With advances in cloning technologies, a researcher can easily and quickly create plasmids containing open reading frames (ORFs), genes or DNA segments for downstream assays, such as protein expression and sequencing. Many modern PCR techniques rely upon thermostable Taq DNA polymerase. Taq polymerase lacks 3´ to 5´ exonuclease (proofreading) activity; this results in amplified sequences with a deoxyadenosine overhang on the 3´ end. To exploit this feature, linearized plasmids called T vectors have been created with terminal 3´ thymidine residues on either end. These vectors are optimized for base pairing with the deoxyadenosine overhangs on PCR products from nonproofreading polymerases.
Promega offers several T-vector cloning solutions including the pGEM®-T (Cat.# A3600) and pGEM®-T Easy (Cat.# A1360) Vector Systems. Unlike cloning systems that use topoisomerases for expedited ligation, the pGEM®-T and pGEM®-T Easy Vectors require no enzyme modification. Instead, a proprietary 2X Rapid Ligation Buffer is included with both systems. The use of the 2X Rapid Ligation Buffer reduces the ligation incubation time from overnight to 1 hour. Here we test the ability to shorten the ligation time even further.
Shorten Ligation Time
The recommended ligation time in the pGEM®-T and pGEM®-T Easy Vector Systems Technical Manual #TM042 is 1 hour at room temperature. Using the Control Insert DNA, we tested shorter ligation incubation times (Table 1). Using a 15-minute incubation time, 48% of transformants were obtained as determined by blue/white screening. The total number of colonies was reduced with shortened ligation times, but the numbers were sufficient for insert screening. The ability to obtain transformants after a shortened ligation time is consistent with a previous study(1).
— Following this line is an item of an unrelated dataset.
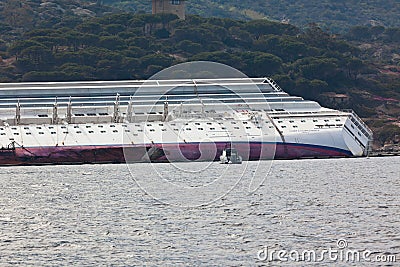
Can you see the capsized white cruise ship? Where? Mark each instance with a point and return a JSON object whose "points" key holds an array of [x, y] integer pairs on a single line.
{"points": [[169, 120]]}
Table 1. The Effect of Incubation Time on Ligating the Control Insert DNA into the pGEM®-T Vector.
We then investigated using the 15-minute incubation time for ligation with longer sequences. A 1.1kb fragment of IL1-ß was amplified from Mouse Genomic DNA (Cat.# G3091), and a 3.0kb fragment of the APC gene was amplified from Human Genomic DNA (Cat.# G3041) using GoTaq® DNA Polymerase. PCR products were cleaned up using the Wizard® SV Gel and PCR Clean-Up System (Cat.#A9281) then ligated into the pGEM®-T Vector. After a 15-minute ligation incubation, these larger inserts gave >100 white colonies for screening (Table 2).
Table 2. The Effect of Insert Size on pGEM®-T Vector Ligation.
Addition of Bovine Serum Albumin (BSA)
Acetylated BSA is reported to confer stability to T4 DNA ligase(2). The activity of the enzyme increases substantially with temperature, resulting in decreased stability and hindered catalytic efficiency. BSA helps to sequester and stabilize the enzyme, as well as inhibit nonspecitic binding to reaction tubes, allowing for a substantial increase in enzyme stability and resulting in increased catalytic efficiency with a constant amount of substrate.
We tested the ability of BSA to improve results for the 15-minute ligation reaction. One microliter of 10mg/ml acetylated BSA (Cat.# R3961) was substituted for 1µl of water in each ligation. This is the same high-quality BSA preparation included with Promega restriction enzymes. The addition of BSA to the 15-minute ligation reaction increased the number of white colonies for all insert sizes tested
(Table 3). BSA did not significantly enhance the ligation of the control insert (0.5kb) at 1 hour and only had a modest effect at 30 minutes (data not shown).
Table 3. The Effect of BSA on pGEM®-T Ligation When Incubating for 15 Minutes.
This study showed that the incubation time for pGEM®-T Vector ligations can be shortened to 15 minutes at room temperature. To increase the number of recombinants obtained, we recommend adding high-quality BSA to a final concentration of 1µg/µl in the reaction.